PATH_TO_CXR_OR_FIXTURE may be a PNG/JPEG image or a JSON fixture. If the user provides a JSON request such as runs/.../synthetic_cxr_input.json, pass that exact JSON path as the first argument. The script will load generated://synthetic_chest_xray fixtures, create the temporary PNG under the output directory, and emit JSON with the model response. Use --mock only for command-shape smoke tests or fixtures that request mock mode; omit --mock for live model inference.

For JPEG input:

python skills/nv-reason-cxr/scripts/run_nv_reason_cxr.py PATH_TO_CXR.jpg \
  --prompt "Describe the chest X-ray findings." \
  --backend local

Flags:

--backend local|hf-space-api — inference backend, default local.
--model-id — Hugging Face model id, default nvidia/NV-Reason-CXR-3B.
--device auto|cuda|cpu — default auto, using CUDA when available.
--allow-cpu — required for live CPU inference; CPU runs can be very slow.
--torch-dtype auto|float16|bfloat16|float32 — default auto, using bfloat16 on CUDA and float32 on CPU, matching the published BF16 model.
--max-new-tokens — generation cap, default 2048.
--local-files-only — use only locally cached Hugging Face assets.
--mock — deterministic dry-run response for CI and wiring checks.
--prompt-preset findings|comprehensive|educational|structured — optional known-good prompt presets from the model card/demo behavior.
--out-dir — optional artifact directory. Required for generated JSON fixtures; the eval harness passes it explicitly.
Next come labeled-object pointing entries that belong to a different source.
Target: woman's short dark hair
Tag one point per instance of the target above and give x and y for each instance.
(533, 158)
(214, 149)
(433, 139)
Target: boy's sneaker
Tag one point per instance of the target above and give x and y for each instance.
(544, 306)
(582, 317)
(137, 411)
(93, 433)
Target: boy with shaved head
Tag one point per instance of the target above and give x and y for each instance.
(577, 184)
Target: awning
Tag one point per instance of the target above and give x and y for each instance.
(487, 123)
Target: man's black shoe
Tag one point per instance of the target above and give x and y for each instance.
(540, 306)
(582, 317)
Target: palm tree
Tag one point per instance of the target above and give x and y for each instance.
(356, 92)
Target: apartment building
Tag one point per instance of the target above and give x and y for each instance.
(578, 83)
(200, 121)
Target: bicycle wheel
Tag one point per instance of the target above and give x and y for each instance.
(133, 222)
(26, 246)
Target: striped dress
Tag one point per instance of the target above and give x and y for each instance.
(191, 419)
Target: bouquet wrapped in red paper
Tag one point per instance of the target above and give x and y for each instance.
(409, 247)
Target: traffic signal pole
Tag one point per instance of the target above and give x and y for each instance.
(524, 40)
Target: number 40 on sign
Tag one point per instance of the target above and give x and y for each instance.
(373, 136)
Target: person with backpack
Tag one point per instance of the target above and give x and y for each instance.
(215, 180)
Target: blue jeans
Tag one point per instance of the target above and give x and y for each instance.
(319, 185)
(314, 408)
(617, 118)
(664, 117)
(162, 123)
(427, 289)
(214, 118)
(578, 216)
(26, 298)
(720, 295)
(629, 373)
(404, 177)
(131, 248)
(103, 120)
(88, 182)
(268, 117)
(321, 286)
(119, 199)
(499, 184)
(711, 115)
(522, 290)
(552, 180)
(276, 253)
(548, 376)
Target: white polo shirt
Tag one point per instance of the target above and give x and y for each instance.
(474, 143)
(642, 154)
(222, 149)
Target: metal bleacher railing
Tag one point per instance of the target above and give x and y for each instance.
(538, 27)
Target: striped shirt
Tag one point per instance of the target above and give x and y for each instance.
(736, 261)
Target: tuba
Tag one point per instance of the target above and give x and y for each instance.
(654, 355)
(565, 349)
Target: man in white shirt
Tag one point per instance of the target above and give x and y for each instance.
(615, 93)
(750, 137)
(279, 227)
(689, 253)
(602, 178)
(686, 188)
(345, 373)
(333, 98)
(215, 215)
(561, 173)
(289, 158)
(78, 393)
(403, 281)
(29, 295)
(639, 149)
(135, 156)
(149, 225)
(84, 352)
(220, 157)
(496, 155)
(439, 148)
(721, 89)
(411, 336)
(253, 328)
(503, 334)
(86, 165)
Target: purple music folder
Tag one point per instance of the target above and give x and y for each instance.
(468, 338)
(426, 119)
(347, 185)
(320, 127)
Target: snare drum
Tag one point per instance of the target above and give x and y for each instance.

The tested local live path uses:

AutoModelForImageTextToText.from_pretrained(..., dtype=torch.bfloat16).eval().to("cuda")
AutoProcessor.from_pretrained(..., use_fast=True)
PNG/JPEG image input plus one text prompt
max_new_tokens=2048 by default

The script emits JSON on stdout and writes no clinical report files. Direct PNG/JPEG runs do not create a default output directory. Generated JSON fixtures require --out-dir for the temporary synthetic image. The result JSON records input image metadata, prompt, model id, runtime mode, response text, and known limitations. If runtime.truncated_by_max_new_tokens is true, rerun with a higher --max-new-tokens value.

Reporting reminder: for both local and hf-space-api backends, follow the completed-run rule in Instructions.

The hf-space-api backend calls the fixed public Hugging Face Space at https://nvidia-nv-reason-cxr.hf.space with a 300 second HTTP timeout.

Fixture Smoke Test

The committed fixture uses a generated synthetic PNG and mock mode so the eval harness can verify the wrapper without downloading weights:

python eval_engine/run.py skills/nv-reason-cxr \
  --fixture skills/nv-reason-cxr/fixtures/synthetic_cxr_input.json \
  --out runs/nv_reason_cxr_smoke

Limits

This is research and engineering tooling only. It is not validated for clinical diagnosis, treatment decisions, triage, patient-facing reporting, or regulatory use. Model outputs can hallucinate, miss subtle findings, or overstate uncertainty. A qualified professional must review any use in a medical workflow.